“Something very new for you,” she said as she took a sip of her Burgundy.
“Come on, Nik, now that you’ve seen that French doctor with your mom in those old
pictures, isn’t one investigative bone in that body of yours aching to find the
connection?”
“Well. I have been thinking the same thing.”
“Covertly?”
“Shut up.”
“A moment, while I savor this rare tit-for-tat victory.” He closed his eyes,
smiled, then opened them. “OK. Here’s what I want to do. I want to show up at that
Paris hospital, surprise Dr. McFrenchie, and see what he knows about Tyler Wynn,
then and now.”
Nikki sat upright and rested her glass on the coaster. “You know, I’m hating this
less.”
“So you do see the logic of going?” he asked. When she said she did, he pressed
it. “And you’ll come?”
“Get real, Rook. I can’t get away.”
“Not even for a working trip?”
She smoothed his collar then left her hand draped on his chest. “May I point out I
have plenty of loose ends I’m working right here, including a fresh trail to Salena
Kaye? Not to mention a little thing that’s come up called a serial homicide.”
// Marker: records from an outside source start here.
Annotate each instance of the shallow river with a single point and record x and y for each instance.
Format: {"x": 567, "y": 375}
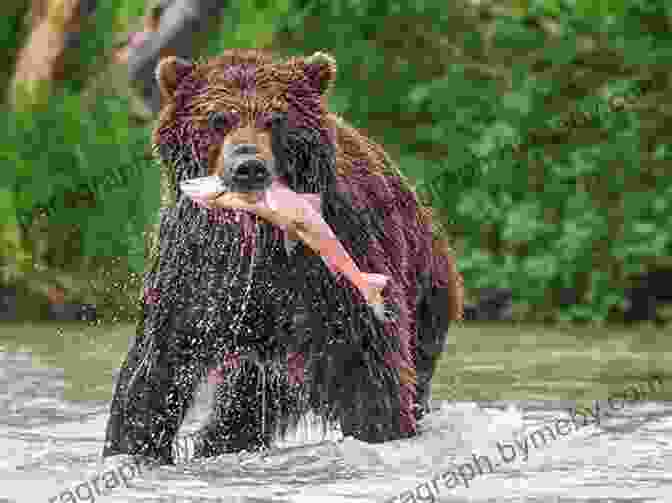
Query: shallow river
{"x": 50, "y": 451}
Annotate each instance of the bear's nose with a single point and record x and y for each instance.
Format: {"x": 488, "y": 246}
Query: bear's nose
{"x": 245, "y": 149}
{"x": 251, "y": 173}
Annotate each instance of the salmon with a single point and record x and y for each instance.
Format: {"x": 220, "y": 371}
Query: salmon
{"x": 300, "y": 216}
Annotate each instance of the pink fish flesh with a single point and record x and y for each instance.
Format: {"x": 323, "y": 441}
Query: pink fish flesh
{"x": 298, "y": 215}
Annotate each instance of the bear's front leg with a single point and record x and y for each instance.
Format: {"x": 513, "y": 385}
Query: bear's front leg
{"x": 155, "y": 389}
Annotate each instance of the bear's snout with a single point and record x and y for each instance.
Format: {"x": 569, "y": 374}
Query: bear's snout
{"x": 244, "y": 170}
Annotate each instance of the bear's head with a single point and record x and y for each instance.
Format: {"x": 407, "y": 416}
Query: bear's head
{"x": 248, "y": 118}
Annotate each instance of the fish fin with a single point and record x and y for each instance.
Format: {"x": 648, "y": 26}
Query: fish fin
{"x": 290, "y": 245}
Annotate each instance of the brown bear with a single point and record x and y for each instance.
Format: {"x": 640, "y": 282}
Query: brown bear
{"x": 225, "y": 291}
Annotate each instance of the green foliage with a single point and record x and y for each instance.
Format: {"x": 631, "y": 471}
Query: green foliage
{"x": 68, "y": 149}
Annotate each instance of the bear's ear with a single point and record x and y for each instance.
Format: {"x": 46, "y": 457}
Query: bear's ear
{"x": 169, "y": 72}
{"x": 320, "y": 68}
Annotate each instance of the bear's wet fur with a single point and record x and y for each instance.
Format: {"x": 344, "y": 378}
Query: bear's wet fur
{"x": 220, "y": 281}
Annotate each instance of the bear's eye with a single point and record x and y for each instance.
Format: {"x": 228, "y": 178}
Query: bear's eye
{"x": 271, "y": 120}
{"x": 222, "y": 120}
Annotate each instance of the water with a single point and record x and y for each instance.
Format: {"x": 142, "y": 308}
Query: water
{"x": 49, "y": 445}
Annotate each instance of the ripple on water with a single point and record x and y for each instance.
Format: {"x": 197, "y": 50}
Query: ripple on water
{"x": 48, "y": 445}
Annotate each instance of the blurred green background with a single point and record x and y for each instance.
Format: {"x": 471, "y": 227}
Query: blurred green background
{"x": 539, "y": 130}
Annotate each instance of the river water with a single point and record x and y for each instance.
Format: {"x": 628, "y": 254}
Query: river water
{"x": 50, "y": 451}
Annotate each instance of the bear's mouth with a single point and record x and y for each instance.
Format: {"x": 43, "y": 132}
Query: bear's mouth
{"x": 300, "y": 216}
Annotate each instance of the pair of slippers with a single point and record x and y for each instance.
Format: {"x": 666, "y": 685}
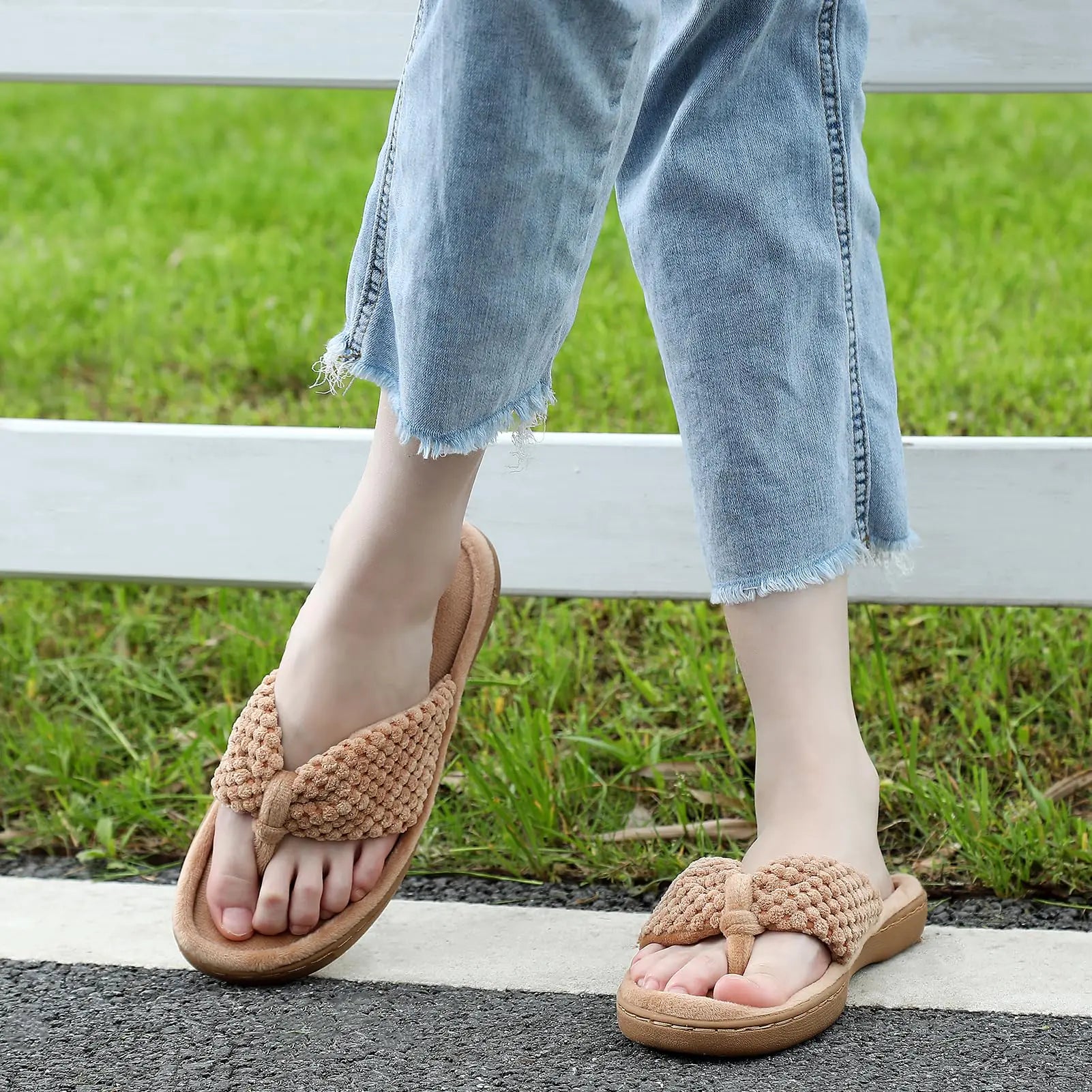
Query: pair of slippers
{"x": 383, "y": 779}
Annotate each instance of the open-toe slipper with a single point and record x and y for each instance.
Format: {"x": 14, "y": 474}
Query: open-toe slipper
{"x": 383, "y": 780}
{"x": 818, "y": 896}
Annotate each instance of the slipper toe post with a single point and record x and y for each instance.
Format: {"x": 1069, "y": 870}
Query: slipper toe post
{"x": 816, "y": 896}
{"x": 381, "y": 780}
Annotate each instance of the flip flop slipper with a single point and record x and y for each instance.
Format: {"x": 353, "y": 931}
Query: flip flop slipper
{"x": 383, "y": 780}
{"x": 817, "y": 896}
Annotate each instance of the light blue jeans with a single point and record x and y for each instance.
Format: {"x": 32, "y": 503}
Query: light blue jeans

“It’s always something,” he said, kidding, but only sort of.
Nikki nodded to herself, reaching a decision. “You go. But answer this: Are you
trying to help me solve the case, or gather more material for your next article?”
Rook said, “That hurts.” He stared out the window into the New York night, then
said, “But I’ll forgive you if we can have make-up sex.”
Nikki Heat called her team in for an early start. When the detectives rolled in at 6
A.M., she positioned her computer screen so she could peek at their reactions as
each discovered a coffee waiting on his or her desk labeled “Nikki” in grease
pencil. “You’d better laugh,” she said over their chuckles. “This prank cost me
twenty dollars.”
Her cell phone vibed. Rook, texting that he was about to go through TSA screening
for his flight to Paris, and before he jetted off, he wanted to let her know how
much he enjoyed his wake-up service. Heat had slept deeply after their make-up sex,
descending into sweet oblivion folded into his arms. She awoke because of the
morning-after soreness from her jujitsu round with Salena Kaye. Since he’d planned
to get up at four to make his plane, she decided to be his alarm clock and slid
under the sheets. Nikki texted back that she looked forward to his next layover and
walked to the front of the squad room, but slowly enough to lose the smirk.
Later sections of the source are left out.